In “No Safe Spaces” an Odd Couple Teams Up to Fight Free-Speech Bans By John Fund
In No Safe Spaces, an Odd Couple Teams Up to Fight Free-Speech Bans
Adam Carolla and Dennis Prager join figures across the political spectrum to examine the plague of censorship and groupthink emanating from college campuses.
The pro-free-speech documentary No Safe Spaces doesn’t have its nationwide debut until November 15, but it’s already breaking box-office records in Phoenix and San Diego, where it rolled out early.
That’s because many Americans realize that efforts to muzzle free speech are spreading from college campuses into the wider world. In 2017, a national poll of 2,300 U.S. adults, conducted for the Cato Institute, found that 71 percent of Americans think political correctness has silenced important discussions our country needs to have. And an astonishing 58 percent of Americans say that the political climate prevents them from sharing their own political beliefs.
“Colleges don’t protect students from 90 percent of the professors who teach them the following: Your past was terrible, and your future is terrible. You are victims,” commentator Dennis Prager, who teamed up with comedian Adam Carolla to make the film, told me. The two make a bit of an odd couple. Prager is a highly trained Jewish religious scholar, and Carolla is a college dropout and atheist who was raised by a single mom on welfare. “Where we agree is that more debate is better, more diversity of opinion is helpful, and our First Amendment is a unique gift to America,” says Carolla.
Americans aren’t blind to the hurt that genuine “hate speech” can cause. The Cato survey found that eight out of ten Americans say it’s “morally unacceptable” to say hateful things about racial or religious groups. But a greater number than before want to go further. Cato found that 40 percent of adults believe that government should prevent hate speech in public.
The problem, of course, is that what the organized Left means by “hate speech” is a constantly moving target. NRO’s Katherine Timpf has documented the ever-expanding examples of language that must be curbed: Saying “God bless you” is declared an aggression against Islam, a sign honoring Union Civil War general Joseph Hooker is deemed offensive to women, and a school district removes the word “chief” from job titles because it might offend indigenous peoples.
It used to be that arguments advocating free speech would win out over demands for political correctness. But Noah Berlatsky, a progressive author and blogger, recently claimed on CNN that “if you truly care about free speech, it’s important to acknowledge the ways in which free-speech arguments can be leveraged to protect the powerful while others are silenced.”
No doubt Berlatsky will view No Safe Spaces as another attempt to justify the existing power structure. But while the film was certainly made by conservatives, it goes out of its way to appeal to people across the political spectrum and demonstrate to them that the First Amendment needs defending. Among the people interviewed in the film are Princeton professor Cornel West, civil-libertarian lawyer Alan Dershowitz, and former Obama-administration czar Van Jones. Jones, host of his own show on CNN, pungently asserts in the film: “I want every student on campus to be physically safe. But if you mean emotionally safe? I don’t know why you’re in college.”
The film is replete with examples of anti-free-speech zealotry. After riots protesting a previous speaker’s appearance on campus, columnist Ben Shapiro was able to speak at the University of California, Berkeley, only after the campus spent $600,000 on extra security. Prager and Carolla themselves were disinvited from a speech at another California public university because they wanted to talk about the lack of intellectual diversity on campuses. They were finally allowed to speak only after their lawyers threatened legal action.
But perhaps the most chilling of the film’s examples is that of Bret Weinstein, a biology professor at Evergreen State University in Washington State, who regards himself as a progressive but one skeptical of identity politics.

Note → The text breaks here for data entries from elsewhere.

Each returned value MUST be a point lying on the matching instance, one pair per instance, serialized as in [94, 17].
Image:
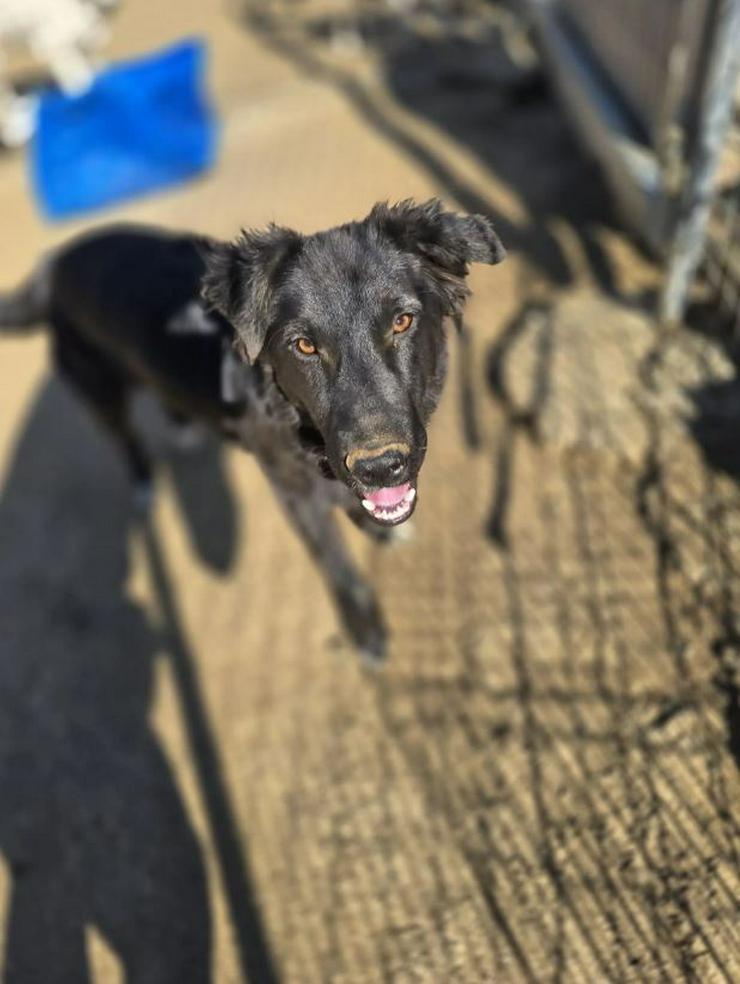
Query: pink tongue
[388, 497]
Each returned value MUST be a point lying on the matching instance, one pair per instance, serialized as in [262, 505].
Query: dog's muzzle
[382, 474]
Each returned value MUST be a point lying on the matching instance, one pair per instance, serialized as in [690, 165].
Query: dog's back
[131, 295]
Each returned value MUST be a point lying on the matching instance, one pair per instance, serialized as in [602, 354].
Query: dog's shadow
[93, 831]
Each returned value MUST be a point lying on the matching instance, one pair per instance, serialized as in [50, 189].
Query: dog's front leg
[310, 514]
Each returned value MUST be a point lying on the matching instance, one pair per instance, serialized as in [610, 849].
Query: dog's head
[351, 322]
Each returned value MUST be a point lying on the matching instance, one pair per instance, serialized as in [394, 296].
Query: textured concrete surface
[197, 781]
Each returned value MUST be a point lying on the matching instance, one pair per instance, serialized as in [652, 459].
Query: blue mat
[143, 125]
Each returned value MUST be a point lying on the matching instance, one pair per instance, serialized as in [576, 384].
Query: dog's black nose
[379, 468]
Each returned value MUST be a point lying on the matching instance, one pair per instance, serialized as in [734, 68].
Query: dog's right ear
[240, 278]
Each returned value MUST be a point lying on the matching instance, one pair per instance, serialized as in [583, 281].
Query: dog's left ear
[446, 241]
[240, 279]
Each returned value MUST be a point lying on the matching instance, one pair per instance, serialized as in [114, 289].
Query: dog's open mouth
[390, 506]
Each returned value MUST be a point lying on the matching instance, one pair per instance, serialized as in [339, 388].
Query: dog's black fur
[213, 329]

Weinstein became a hated figure on campus in 2017 when he criticized a “Day of Absence” during which white people were supposed to stay away from campus, per an official request from college administrators. He and his wife, a fellow professor and also a leftist, were forced to resign because of the hostile work environment they faced. Evergreen settled a lawsuit filed by the two professors for $500,000, though the college insisted that the Day of Absence was not discriminatory,
Although he still regards himself as a liberal, Weinstein warns in the film: “Evergreen is a preview of what is coming. The fact it is happening on so many campuses means it will spread into every quadrant of society. And things are going to get worse elsewhere. Evergreen is describing a future that is rapidly approaching.”

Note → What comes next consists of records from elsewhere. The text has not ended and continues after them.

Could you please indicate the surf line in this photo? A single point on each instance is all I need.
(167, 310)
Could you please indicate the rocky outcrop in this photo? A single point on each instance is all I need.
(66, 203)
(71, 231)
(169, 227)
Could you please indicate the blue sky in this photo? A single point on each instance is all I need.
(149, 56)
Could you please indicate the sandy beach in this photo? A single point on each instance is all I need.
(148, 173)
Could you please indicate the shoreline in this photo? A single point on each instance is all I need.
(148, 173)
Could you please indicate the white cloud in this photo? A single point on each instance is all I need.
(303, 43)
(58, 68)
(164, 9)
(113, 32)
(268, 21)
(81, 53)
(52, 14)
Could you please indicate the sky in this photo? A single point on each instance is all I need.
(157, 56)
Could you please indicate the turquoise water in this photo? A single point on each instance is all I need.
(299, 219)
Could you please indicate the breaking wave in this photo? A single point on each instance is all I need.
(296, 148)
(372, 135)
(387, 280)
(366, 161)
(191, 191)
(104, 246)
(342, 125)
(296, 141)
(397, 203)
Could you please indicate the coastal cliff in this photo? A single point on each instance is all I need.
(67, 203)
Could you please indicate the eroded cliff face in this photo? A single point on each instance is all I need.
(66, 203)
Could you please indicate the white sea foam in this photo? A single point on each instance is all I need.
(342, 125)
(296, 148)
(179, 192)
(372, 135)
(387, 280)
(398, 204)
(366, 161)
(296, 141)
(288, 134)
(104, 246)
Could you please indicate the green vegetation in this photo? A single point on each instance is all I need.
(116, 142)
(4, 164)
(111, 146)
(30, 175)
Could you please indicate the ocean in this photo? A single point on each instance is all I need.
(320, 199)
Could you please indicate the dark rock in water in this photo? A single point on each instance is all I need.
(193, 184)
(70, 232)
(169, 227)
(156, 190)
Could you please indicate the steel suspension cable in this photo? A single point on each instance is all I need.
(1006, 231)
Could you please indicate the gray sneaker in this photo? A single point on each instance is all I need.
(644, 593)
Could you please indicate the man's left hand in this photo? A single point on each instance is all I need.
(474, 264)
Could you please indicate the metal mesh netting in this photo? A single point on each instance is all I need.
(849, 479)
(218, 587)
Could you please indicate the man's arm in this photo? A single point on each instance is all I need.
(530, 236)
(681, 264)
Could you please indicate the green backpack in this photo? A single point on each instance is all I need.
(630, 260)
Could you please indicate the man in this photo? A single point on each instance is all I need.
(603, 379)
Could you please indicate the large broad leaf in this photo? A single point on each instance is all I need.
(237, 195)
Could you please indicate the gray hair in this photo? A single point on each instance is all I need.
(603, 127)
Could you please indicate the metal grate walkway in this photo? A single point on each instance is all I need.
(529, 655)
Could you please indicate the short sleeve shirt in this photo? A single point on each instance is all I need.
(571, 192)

But the film ends on a more optimistic note. Carolla says that comics like himself are fighting back against free-speech restrictions. He notes that Jerry Seinfeld has recently spoken out against the “creepy culture” on campuses. Comics such as Dave Chappelle and Bill Burr have used their recent Netflix specials to mock political correctness.
Such figures can help reassert free-speech rights and “be part a societal correction,” Carolla told the Washington Times. “We’ve reached a tipping point, and maybe comedians can lead the way back to sanity.”
But it won’t just be comics who help in that battle. Films like No Safe Spaces are invaluable weapons in helping to preserve open debate and dialogue in this county.